Curriculum
Computer Science and Innovation for Societal Challenges, XXXVI series
Grant sponsor
CSC (China Scholarship Council)
Supervisor
Mauro Conti
Co-supervisor
s
Anna Spagnolli
Project: Machine Learning for Phishing Website Detection
Full text of the dissertation book can be downloaded from: https://www.research.unipd.it/handle/11577/3511376
Abstract: Phishing attacks are on the rise and phishing websites are everywhere, denoting the brittleness of security mechanisms reliant on blocklists. Prior work proposed enhancing Phishing Website Detectors (PWD) to mitigate this threat with data-driven techniques powered by Machine Learning (ML). The main advantage of ML models is their intrinsic ability of noticing weak patterns in the data that are overlooked by a human, and then leveraging such patterns to devise ‘flexible’ detectors that can counter even adaptive attackers.
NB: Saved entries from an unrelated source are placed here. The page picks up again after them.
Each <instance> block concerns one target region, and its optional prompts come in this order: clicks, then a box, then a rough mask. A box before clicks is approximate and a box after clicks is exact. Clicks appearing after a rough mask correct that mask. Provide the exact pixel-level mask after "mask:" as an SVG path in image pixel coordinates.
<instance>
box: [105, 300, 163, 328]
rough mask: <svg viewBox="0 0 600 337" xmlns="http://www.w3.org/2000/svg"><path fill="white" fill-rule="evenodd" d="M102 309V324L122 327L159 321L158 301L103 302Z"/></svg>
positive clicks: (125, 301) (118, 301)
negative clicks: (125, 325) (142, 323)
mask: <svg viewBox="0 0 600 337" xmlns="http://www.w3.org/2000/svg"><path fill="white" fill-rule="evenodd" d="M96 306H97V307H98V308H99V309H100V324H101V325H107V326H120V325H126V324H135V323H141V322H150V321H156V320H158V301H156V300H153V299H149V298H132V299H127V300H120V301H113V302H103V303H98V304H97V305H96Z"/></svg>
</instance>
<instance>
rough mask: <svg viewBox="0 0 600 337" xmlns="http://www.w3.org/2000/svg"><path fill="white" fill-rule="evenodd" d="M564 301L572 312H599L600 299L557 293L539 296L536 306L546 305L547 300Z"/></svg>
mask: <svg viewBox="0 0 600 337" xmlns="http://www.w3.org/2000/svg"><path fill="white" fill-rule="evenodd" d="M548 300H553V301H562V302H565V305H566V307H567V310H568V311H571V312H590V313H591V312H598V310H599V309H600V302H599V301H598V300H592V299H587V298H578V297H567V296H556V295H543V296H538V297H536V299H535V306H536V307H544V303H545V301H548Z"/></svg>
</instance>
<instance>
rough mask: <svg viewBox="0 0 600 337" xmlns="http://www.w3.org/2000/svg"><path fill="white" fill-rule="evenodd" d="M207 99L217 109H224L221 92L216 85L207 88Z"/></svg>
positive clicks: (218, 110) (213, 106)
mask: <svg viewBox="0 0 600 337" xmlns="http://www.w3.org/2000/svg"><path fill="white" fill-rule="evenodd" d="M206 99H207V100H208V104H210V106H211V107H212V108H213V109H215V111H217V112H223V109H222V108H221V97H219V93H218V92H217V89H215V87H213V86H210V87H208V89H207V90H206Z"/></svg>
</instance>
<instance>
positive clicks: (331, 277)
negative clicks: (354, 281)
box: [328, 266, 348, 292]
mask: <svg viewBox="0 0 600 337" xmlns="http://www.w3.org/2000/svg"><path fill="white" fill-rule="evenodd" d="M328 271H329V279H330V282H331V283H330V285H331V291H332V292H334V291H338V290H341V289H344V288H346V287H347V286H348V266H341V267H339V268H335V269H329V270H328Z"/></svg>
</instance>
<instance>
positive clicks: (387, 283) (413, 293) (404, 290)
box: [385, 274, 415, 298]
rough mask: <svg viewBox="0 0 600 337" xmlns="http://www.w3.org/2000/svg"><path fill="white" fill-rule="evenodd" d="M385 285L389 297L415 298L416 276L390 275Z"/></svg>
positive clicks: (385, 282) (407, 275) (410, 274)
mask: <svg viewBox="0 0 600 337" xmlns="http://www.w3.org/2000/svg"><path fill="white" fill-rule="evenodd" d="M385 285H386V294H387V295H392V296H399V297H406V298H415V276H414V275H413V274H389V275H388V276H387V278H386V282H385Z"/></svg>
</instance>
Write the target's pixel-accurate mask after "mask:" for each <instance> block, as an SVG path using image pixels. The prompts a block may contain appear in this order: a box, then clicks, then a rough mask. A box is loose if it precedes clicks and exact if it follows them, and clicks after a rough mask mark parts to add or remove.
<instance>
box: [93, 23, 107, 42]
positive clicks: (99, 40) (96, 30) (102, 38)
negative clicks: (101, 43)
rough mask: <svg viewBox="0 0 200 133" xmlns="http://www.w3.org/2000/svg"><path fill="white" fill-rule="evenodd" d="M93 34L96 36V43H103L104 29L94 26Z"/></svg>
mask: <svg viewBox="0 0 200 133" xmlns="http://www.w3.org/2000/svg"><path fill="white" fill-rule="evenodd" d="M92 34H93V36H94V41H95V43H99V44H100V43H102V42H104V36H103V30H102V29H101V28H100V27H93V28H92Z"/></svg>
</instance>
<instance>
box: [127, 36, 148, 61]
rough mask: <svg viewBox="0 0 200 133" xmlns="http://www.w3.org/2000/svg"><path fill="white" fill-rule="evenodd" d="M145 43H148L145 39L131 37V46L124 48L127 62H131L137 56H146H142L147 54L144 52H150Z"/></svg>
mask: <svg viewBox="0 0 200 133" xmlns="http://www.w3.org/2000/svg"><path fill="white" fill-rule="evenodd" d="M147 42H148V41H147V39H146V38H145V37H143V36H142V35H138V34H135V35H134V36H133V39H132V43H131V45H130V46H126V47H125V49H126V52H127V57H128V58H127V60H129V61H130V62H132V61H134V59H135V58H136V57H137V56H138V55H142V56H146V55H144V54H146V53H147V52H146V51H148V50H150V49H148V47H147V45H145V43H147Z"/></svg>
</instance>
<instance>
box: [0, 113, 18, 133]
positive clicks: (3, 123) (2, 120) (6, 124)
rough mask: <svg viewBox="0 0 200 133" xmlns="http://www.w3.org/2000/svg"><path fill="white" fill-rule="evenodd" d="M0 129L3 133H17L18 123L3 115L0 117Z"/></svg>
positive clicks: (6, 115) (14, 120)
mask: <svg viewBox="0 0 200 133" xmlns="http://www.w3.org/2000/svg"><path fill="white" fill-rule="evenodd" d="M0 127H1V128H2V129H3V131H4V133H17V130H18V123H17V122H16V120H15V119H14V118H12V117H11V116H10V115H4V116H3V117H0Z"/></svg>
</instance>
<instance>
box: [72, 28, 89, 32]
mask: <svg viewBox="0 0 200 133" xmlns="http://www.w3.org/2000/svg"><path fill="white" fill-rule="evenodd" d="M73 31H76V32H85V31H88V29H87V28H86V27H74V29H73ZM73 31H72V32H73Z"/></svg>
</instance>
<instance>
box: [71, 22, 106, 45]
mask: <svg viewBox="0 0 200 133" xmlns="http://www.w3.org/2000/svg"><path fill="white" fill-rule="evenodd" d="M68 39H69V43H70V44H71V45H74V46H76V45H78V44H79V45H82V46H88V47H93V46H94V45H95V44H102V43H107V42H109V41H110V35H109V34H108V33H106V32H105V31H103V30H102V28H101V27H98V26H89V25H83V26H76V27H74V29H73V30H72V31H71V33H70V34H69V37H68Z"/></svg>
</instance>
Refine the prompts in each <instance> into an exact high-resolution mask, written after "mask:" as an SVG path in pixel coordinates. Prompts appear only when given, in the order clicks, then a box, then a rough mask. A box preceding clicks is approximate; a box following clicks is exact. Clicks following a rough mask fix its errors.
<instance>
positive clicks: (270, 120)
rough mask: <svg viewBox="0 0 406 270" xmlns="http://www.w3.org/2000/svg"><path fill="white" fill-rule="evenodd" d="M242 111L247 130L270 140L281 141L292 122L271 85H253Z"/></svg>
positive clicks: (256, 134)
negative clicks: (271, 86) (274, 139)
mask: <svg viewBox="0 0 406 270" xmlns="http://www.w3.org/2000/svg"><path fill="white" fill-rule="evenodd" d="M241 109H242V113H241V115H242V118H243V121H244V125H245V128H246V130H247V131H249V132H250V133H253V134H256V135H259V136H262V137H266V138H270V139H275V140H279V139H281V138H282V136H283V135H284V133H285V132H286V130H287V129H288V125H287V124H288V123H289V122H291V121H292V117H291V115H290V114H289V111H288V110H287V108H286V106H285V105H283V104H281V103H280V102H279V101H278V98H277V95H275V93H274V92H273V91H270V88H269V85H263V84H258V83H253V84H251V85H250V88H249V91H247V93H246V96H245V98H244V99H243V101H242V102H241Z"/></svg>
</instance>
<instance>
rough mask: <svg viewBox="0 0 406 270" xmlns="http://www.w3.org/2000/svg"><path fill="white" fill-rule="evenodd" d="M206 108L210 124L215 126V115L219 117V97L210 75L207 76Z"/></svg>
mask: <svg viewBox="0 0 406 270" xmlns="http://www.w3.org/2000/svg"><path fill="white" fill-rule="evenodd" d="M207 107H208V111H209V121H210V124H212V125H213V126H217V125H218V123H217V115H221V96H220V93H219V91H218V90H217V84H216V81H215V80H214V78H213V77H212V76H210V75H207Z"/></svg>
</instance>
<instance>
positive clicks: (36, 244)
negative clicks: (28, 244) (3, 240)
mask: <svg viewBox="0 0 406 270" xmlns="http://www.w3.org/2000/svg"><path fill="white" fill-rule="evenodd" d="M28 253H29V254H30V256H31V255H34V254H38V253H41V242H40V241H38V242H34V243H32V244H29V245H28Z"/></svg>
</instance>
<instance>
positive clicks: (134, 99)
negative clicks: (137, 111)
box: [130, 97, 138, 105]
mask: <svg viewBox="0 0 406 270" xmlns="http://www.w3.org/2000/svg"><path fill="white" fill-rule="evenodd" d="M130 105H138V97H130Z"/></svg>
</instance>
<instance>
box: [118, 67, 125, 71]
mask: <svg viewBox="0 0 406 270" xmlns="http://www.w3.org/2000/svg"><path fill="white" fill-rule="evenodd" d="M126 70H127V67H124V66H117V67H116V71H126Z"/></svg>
This dissertation addresses three significant aspects arising from the interaction between machine learning and phishing website detection: (i) Adversarial attack for machine learning-based phishing website detection (ML-PWD), (ii) User perceptions of Phishing webpages, and (iii) Phishing website detection in multi-language environment (i.e., Chinese and Western) The first part presents the security of ML-based phishing website detection. Existing literature on adversarial Machine Learning (ML) focuses either on showing attacks that break every ML model, or defenses that withstand most attacks. Unfortunately, little consideration is given to the actual cost of the attack or the defense. We formalize the “evasion space" in which an adversarial perturbation can be introduced to fool an ML-PWD and propose a realistic threat model describing evasion attacks against ML-PWD that are cheap to stage. Our contribution paves the way for a much-needed re-assessment of adversarial attacks against ML systems for cybersecurity. The second part of the dissertation presents a study to understand user perceptions of phishing and adversarial phishing webpages. Adversarial phishing webpages containing perturbations can easily fool ML-based PWD, but it remains uncertain whether these perturbations enhance individuals’ ability to identify phish- ing webpages. Our study indicates adversarial phishing webpages containing typos are more likely to be perceived by users. The third - and last - part of the dissertation reveals the gap between Chinese and Western ML-based PWD, aiming to urge that future work in PWD should take into account the applicability of multilingual environments and pave the way for PWD systems that can protect users having different backgrounds.